Shrink impacts retailers in multiple ways across the product journey. Whether it’s shoplifters nabbing items off shelves, associates mislabeling products, or organized retail crime syndicates running fraudulent online returns practices, inventory goes missing, and retailers bear the loss.
Yet there’s one station of the retail journey that comes with a little more mystery: the “in-between.” This is where individual items, skids or sometimes entire trailers disappear between distribution center and store, or on their way to the customer’s home.
To better monitor lost or stolen inventory during the last mile of delivery or the shipping process, retailers are gaining more clarity by combining AI with other advanced technologies. Here’s a look at how and why shrink is a massive problem.
Shrink is a billion-dollar problem. The 2023 Retail Security Survey from the National Retail Foundation (NRF) and Appriss Retail detailed $112 billion in loss from shrink in 2023, up from $93 billion the year before. Additionally, a recent OneRail survey of retail executives discovered that two-thirds of respondents were hit with retail losses between $100,000 and $5 million each.
The OneRail survey also interviewed retail shipping leaders and found that a third of them fear increased levels of shrink, notably because retailers rely on one shipping partner or a constrained shipping network. Trucks can get hampered by limited inventory space or unseen shifts in product demand. What’s more, the survey noted that challenges within a shipping network directly impact consumers, with missing inventory ranked as the top reason that a shopper abandons an online cart.
Retailers react to in-between shrink in many ways. Some stores place security on loading docks to protect goods and support trucks offloading items. Others install cameras to monitor suspicious behavior. Retailers can add to these actions and implement artificial intelligence to help shine more light on the darkness of the last mile.
Radio frequency identification (RFID) scanning technology has been around for a while, but it's becoming more accessible to retailers. Electronic product codes (EPCs) are used to uniquely identify each product, pallet or container, allowing them to be tracked throughout the supply chain. Scanners are placed at entry and exit points (sometimes even in trucks), enabling retailers to monitor the location of items at all times.
Retail analytics tools can help identify when and where inventory goes missing or is misplaced. However, without an integrated analytics platform, the RFID data may remain just information, rather than usable insights. Following are some benefits of RFID, AI, and generative AI working together to assist retailers in identifying shrink during the last mile.
Preventing returns fraud. When a fraudster with a receipt of a prior purchase attempts to return an item from a shelf in the store, the EPC code will be identified as not yet purchased. This prevents returns fraud of unpurchased items in its tracks.
Spotting suspicious behavior. Today's retailer supply chains are more complex than ever, with options such as buying online or in-store, picking up in-store, shipping to home, store, or locker, and returning online or in-store. By using AI to track product paths and analyze customer purchase and return histories, retailers can identify suspicious behavior that might otherwise go unnoticed.

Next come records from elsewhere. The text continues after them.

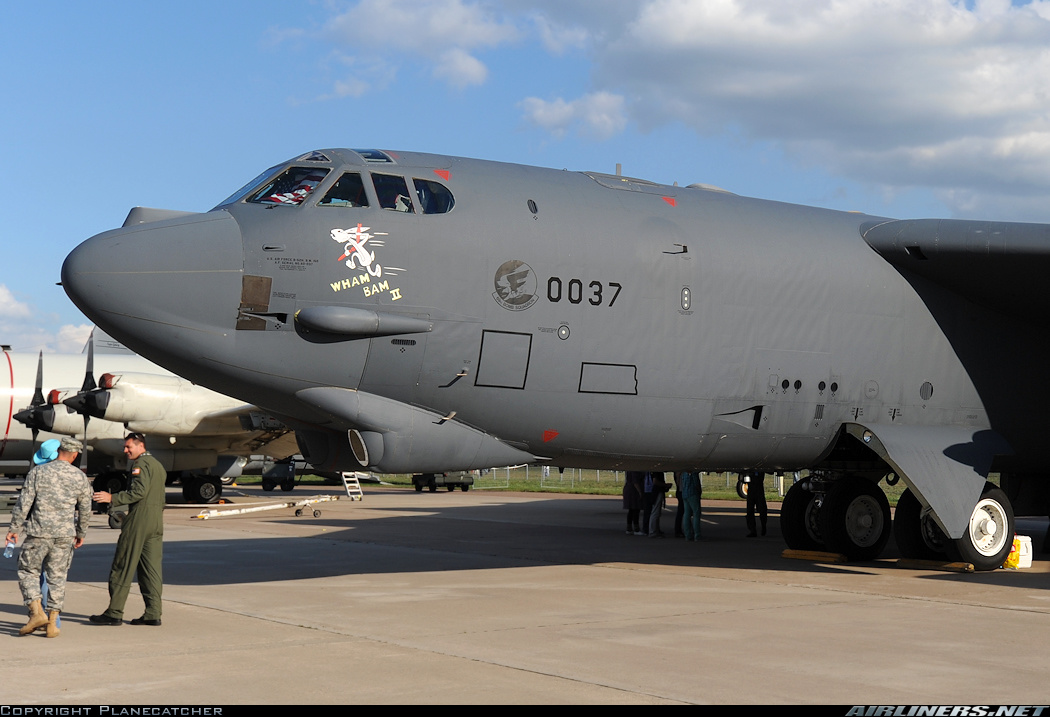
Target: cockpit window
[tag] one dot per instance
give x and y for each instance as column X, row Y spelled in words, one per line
column 291, row 187
column 374, row 156
column 248, row 188
column 349, row 191
column 434, row 197
column 393, row 192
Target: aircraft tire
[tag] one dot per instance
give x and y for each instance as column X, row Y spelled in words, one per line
column 986, row 551
column 202, row 489
column 855, row 519
column 799, row 522
column 918, row 536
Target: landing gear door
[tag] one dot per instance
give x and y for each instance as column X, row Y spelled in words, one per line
column 393, row 361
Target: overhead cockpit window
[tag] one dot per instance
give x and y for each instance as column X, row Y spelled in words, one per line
column 291, row 187
column 249, row 188
column 349, row 191
column 374, row 156
column 393, row 192
column 434, row 197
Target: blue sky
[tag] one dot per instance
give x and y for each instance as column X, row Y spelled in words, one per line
column 896, row 107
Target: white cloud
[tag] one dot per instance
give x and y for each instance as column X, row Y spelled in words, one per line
column 445, row 33
column 23, row 330
column 12, row 308
column 600, row 114
column 460, row 69
column 947, row 95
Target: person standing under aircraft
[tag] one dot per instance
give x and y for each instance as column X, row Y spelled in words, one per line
column 756, row 501
column 632, row 500
column 54, row 508
column 689, row 493
column 659, row 487
column 141, row 545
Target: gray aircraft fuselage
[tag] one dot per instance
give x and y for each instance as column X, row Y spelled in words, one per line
column 581, row 319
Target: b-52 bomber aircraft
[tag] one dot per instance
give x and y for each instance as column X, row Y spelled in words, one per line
column 419, row 313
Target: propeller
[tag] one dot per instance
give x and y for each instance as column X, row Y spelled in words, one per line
column 38, row 400
column 83, row 402
column 87, row 386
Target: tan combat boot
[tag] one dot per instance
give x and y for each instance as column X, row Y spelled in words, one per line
column 37, row 618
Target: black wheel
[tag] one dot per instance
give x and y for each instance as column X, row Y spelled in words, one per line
column 989, row 532
column 741, row 488
column 799, row 523
column 918, row 536
column 202, row 489
column 855, row 519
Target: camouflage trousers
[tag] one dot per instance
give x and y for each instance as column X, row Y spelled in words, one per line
column 44, row 554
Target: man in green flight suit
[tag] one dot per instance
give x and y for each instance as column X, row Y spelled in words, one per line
column 140, row 547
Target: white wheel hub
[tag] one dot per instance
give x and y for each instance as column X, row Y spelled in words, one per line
column 987, row 527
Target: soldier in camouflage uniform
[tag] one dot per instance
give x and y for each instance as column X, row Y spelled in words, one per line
column 45, row 512
column 141, row 545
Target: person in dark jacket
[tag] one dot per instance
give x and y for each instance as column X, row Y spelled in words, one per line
column 632, row 501
column 141, row 545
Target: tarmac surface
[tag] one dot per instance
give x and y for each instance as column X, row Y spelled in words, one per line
column 495, row 597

Linking RFID data to identify missing items. When an RFID inventory scan reveals that a product has gone missing, a retailer can look up the product to see where and when it was last scanned. Then, teams can watch camera footage to see if the item was indeed stolen or misplaced. With RFID, point-of-sale and other sources of data, AI can quickly read the information and help identify what happened to the missing items.
Auto-creating theft cases. With RFID scanners at all customer exits, a retailer can track every RFID-tagged product that leaves the store. Using POS data, retailers can identify any products that left the store but didn’t get scanned for purchase. When this happens, the loss prevention investigator can be notified of a theft, and along with the video of the exit at the time of the scan, AI can auto-generate a case with evidence, narrative and products taken. All that’s left is to identify the suspect.
For loss-prevention teams, every piece of data can play a role in how companies learn more about shrink and how to reduce it.
Fraudsters are becoming savvier in how they steal products, and tracking inventory is increasingly more complicated in an omnichannel world. Retailers must look to new ways of keeping up with shrink, and that includes monitoring items from the DC to the store, and from the store to the customer’s home.
Technologies like RFID and AI bring exciting new possibilities to help retailers reduce shrink during the last mile. By bringing technology and data together, retailers can keep a close eye on their inventory, keep it on track, and ensure that it reaches its destination.
Jon Ross is senior product manager with Appriss Retail.